We’ve written before (see here and here) about the costs of trying to create “green jobs.” The problem, ultimately, is that it’s really expensive for the government to make energy sources that simply aren’t efficient on their own attractive enough to compete with coal, oil and natural gas. Today the Wall Street Journal highlights just how much Massachusetts residents are going to have to pay for the latest triumph in the green energy revolution:
On Monday, Cape Wind asked state regulators to approve a 15-year purchasing contract with the utility company National Grid at 20.7 cents per kilowatt hour, starting in 2013 and rising at 3.5% annually thereafter.

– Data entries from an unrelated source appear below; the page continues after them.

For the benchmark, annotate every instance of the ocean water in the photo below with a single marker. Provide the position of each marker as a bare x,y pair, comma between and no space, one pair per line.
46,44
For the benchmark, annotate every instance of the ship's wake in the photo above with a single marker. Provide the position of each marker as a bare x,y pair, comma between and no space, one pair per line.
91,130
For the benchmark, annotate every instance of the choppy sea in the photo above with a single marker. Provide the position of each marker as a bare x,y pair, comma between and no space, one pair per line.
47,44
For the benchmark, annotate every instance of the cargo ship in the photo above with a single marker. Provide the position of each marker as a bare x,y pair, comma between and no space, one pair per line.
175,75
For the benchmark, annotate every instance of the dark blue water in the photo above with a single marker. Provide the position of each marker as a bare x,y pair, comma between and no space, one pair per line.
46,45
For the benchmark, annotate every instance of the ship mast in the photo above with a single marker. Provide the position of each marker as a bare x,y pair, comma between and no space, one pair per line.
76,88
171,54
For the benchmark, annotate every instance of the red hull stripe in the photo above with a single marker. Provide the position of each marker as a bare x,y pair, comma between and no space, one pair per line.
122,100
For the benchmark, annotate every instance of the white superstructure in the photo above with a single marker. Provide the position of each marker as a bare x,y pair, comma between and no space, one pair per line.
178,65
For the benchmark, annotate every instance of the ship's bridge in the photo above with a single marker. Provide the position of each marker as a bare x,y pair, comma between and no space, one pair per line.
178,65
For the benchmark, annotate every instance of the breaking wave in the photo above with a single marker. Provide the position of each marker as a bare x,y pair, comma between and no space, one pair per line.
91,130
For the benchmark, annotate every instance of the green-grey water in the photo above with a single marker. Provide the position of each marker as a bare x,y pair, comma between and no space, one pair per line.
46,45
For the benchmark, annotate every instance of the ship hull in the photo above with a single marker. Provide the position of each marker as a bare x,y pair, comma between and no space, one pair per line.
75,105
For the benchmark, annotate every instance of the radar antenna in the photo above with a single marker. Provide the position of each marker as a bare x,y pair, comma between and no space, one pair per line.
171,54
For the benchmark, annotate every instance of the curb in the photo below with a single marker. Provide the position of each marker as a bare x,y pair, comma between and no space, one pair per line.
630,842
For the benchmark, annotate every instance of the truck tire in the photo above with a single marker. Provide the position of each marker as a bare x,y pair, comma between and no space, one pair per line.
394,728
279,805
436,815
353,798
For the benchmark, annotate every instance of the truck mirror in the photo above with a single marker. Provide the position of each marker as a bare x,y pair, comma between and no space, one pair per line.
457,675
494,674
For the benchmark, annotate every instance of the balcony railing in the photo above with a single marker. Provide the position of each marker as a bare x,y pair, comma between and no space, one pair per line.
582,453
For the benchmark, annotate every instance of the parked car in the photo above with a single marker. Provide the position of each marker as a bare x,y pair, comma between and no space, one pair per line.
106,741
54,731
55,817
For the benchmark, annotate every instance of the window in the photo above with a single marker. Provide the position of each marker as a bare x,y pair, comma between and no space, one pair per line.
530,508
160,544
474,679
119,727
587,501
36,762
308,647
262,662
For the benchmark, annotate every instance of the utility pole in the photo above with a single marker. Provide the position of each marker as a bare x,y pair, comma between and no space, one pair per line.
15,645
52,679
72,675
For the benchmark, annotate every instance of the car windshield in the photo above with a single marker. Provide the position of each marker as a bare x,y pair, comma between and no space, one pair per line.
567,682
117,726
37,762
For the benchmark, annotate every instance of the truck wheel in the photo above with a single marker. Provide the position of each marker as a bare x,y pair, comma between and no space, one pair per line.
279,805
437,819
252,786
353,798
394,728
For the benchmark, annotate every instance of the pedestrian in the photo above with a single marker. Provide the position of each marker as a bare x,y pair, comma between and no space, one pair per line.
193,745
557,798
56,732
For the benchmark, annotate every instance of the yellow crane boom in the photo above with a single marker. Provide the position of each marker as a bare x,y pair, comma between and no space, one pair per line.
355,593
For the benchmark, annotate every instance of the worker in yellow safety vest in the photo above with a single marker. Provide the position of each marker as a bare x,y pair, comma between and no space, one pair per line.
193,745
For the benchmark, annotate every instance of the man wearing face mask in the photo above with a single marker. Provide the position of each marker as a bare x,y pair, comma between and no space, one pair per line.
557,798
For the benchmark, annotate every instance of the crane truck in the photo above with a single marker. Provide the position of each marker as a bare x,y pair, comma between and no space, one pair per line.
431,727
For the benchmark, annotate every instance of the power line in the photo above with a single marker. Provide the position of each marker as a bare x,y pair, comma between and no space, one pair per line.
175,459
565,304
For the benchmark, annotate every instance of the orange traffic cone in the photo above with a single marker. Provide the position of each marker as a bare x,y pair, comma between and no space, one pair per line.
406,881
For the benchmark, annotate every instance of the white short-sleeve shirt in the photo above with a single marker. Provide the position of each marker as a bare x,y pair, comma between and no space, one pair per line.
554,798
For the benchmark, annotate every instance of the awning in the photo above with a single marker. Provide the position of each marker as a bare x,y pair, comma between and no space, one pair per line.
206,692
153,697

Consumers pay around nine cents for conventional power today. The companies expect average electric bills to jump by about $1.59 a month, because electricity is electricity no matter how it is generated, and Cape Wind’s 130 turbines will generate so little of it in the scheme of the overall New England market.
Still, that works out to roughly $443 million in new energy costs, and that doesn’t count the federal subsidies that Cape Wind will receive from national taxpayers. It does, however, include the extra 6.1 cents per kilowatt hour that Massachusetts utilities are mandated to pay for wind, solar and the like under a 2008 state law called the Green Communities Act. Also under that law, at least 15% of power company portfolios must come from renewable sources by 2020.
The editorial concludes by pointing out that opponents of the project are using a bunch of claims that it violates other environmental laws to try to bring it down. The WSJ argues: “given that taxpayers will be required to pay to build Cape Wind and then required to buy its product at prices twice normal rates, opponents might have more success if they simply pointed out what a lousy deal it is.”